The local noise sequence could then be subtracted from the HF signal. I am aware of analog boxes that do this, using a magnitude and phase network to match the differences in signals received by the sense and HF antennas.
However a DSP approach will allow a more complex relationship (like an impulse response that extends for several microseconds) between the two antenna signals, and allow automatic adjustment. The noise spectrum can change quickly, as PWM is modulated and multiple devices turn on and off in the neighborhood. However the relationship between the two antennas will change slowly if they are fixed in space. This problem reminds me of echo cancellation, something I have played with before. Given radio hardware is now very cheap ($20 SDR dongles), multiple receivers could also be used.

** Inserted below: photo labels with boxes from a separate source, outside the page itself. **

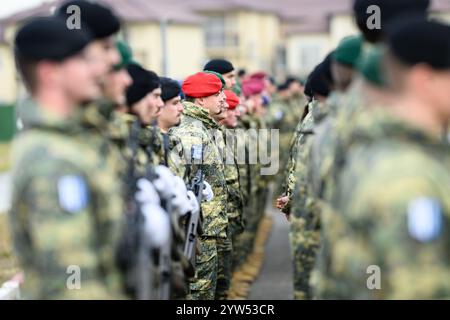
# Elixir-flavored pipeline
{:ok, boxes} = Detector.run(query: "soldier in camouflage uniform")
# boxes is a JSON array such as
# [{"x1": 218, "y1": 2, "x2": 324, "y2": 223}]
[
  {"x1": 10, "y1": 17, "x2": 125, "y2": 299},
  {"x1": 233, "y1": 77, "x2": 268, "y2": 297},
  {"x1": 220, "y1": 90, "x2": 245, "y2": 270},
  {"x1": 169, "y1": 72, "x2": 231, "y2": 300},
  {"x1": 318, "y1": 18, "x2": 450, "y2": 299},
  {"x1": 290, "y1": 59, "x2": 331, "y2": 299},
  {"x1": 290, "y1": 37, "x2": 361, "y2": 299}
]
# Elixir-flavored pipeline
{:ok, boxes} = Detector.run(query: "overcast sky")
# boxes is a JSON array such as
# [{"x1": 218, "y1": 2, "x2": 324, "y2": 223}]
[{"x1": 0, "y1": 0, "x2": 45, "y2": 18}]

So my gut feel remains that HF urban noise can be reduced to some extent (e.g. 6 or 12dB suppression) using DSP. If those nasty PWM switchers are inducing RF voltages into our antennas, we can work out a way to subtract those voltages.
OK so after several attempts I finally managed to push a 700D signal from my QTH in Adelaide (PF95gc) 1170km to the Manly Warringah Radio Society WebSDR in Sydney (QF56oh). Bumped my power up a little, raised my antenna, and hunted around until I found a relatively birdie-free frequency, as even low level birdies are stronger than my very weak signal.
Have a listen:
|Analog SSB||700D modem||Decoded 700D DV|
Here is a spectrogram (i.e. a waterfall with the water falling from left to right) of the analog then digital signal:
Faint birdies (tones) can be seen as horizontal lines at 1000 and 2000 Hz. You can see the slow fading on the digital signal as it dips beneath the noise every few seconds.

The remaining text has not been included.